Teil 48: Neuseeland
Das King Country
Die hügelige und waldreiche Region im Westen der Nordinsel, grob zu verorten zwischen Hamilton im Norden und dem Whanganui-Fluss im Süden, besitzt einige wenige Besuchermagnete, ist ansonsten jedoch touristisch überraschend wenig frequentiert. Dabei gibt es dort neben den Touristen-Hotspots beeindruckende Höhlen, atemberaubende Wasserfälle und versteckte Strände, die es locker mit ihren bekannteren Pendants aufnehmen können. Jenny Menzel, die die aktuelle Auflage unseres Neuseeland-Reiseführers überarbeitet hat, hat das King Country ausgiebig erkundet und nimmt uns mit zu ihren Lieblingsorten.
Das King Country auf der Nordinsel Neuseelands hat zwei Gesichter: Tausende von Touristen besuchen die Waitomo Glowworm Caves, bestaunen die Tropfsteine und bewundern den »Sternenhimmel unter der Erde«, den Mückenlarven mit ihren leuchtenden Klebefäden an der Höhlendecke aufleuchten lassen – und dann fahren sie einfach wieder weg, weiter in den Tongariro National Park, an die Surf-Strände von Raglan oder zum Lake Taupo. Schon wenige Minuten vom wuseligen Eingang der Waitomo Glowworm Caves entfernt ist kaum noch jemand zu sehen, wenn man zur Ruakuri Cave kommt oder auf dem Ruakuri Bushwalk den dichten Wald ringsherum erkundet, mit kleinen Höhlen, tiefen Schluchten und abendlicher Glowworm-Show (kostenlos!).

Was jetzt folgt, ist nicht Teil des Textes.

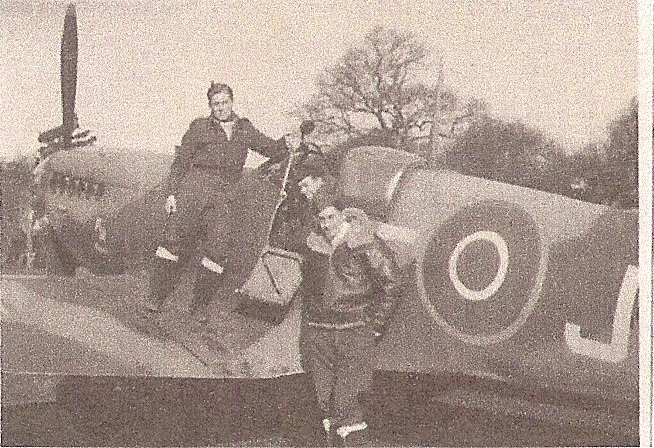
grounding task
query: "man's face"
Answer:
[318,206,345,241]
[209,92,234,120]
[298,176,322,199]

Auch die kleine Aranui Cave sieht nur einen Bruchteil der Besucher; zugegeben, hier gibt es mangels Höhlenfluss auch keine Glowworms zu sehen, dafür fantastische Tropfsteinformationen und mit etwas Glück die seltene Höhlen-Weta.
Warum nur bleibt keiner da und schaut sich das idyllische King Country näher an? Es ist wirklich unverständlich, denn hier verbirgt sich eine ganze Reihe an Naturschönheiten und regelrechten Naturwundern – und verbergen ist ein gutes Stichwort, denn um das King Country kennenzulernen, muss man lange Wege auf sich nehmen. Schmale, kurvige Straßen führen von Waitomo aus durch Weideland und dichte Wälder nach Westen in Richtung Tasman Sea – zu einer Küste von wilder Schönheit, die kaum zugänglich ist.

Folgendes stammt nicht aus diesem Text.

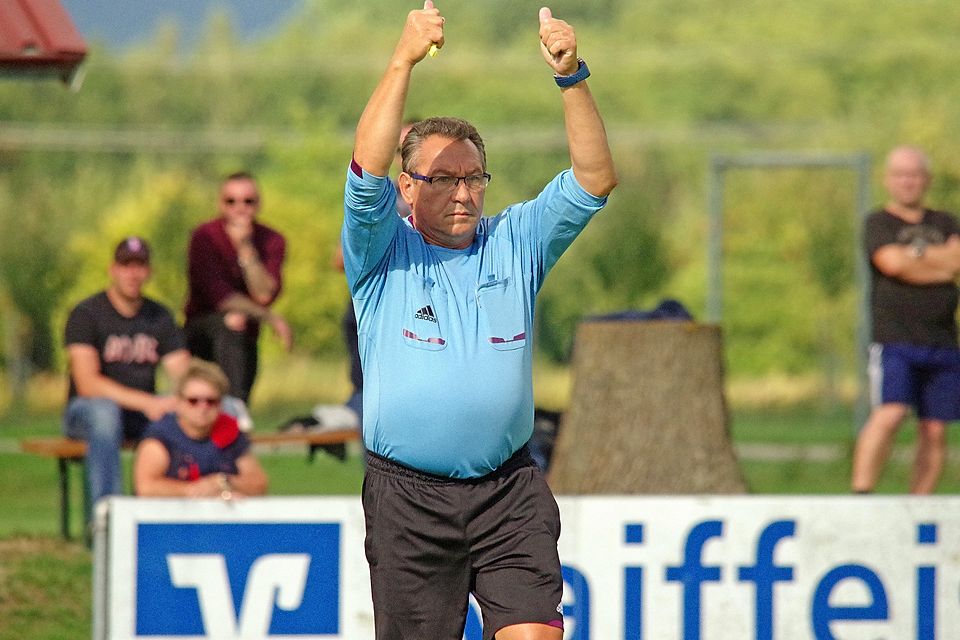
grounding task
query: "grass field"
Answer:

Drei Roadtrips durch das King Country
Die bekannteste Roadtrip-Route – Neuseeländer nennen das »tiki tour« – führt von Waitomo über die Te Anga Road, an der man immer wieder anhalten und kleine Attraktionen bewundern kann, keine zehn Minuten vom Straßenrand entfernt, nach Westen.
Für die knapp 45 km zur Küste braucht man eine ganze Weile: Unterwegs muss man schließlich den beeindruckenden Kalkstein-Felsenbogen im Mangapohue Scenic Reserve bewundern, die kleine Piripiri Cave erkunden und sich von den 35 m tief herabfallenden Marokopa Falls durchnässen lassen – angeblich die schönsten Wasserfälle Neuseelands.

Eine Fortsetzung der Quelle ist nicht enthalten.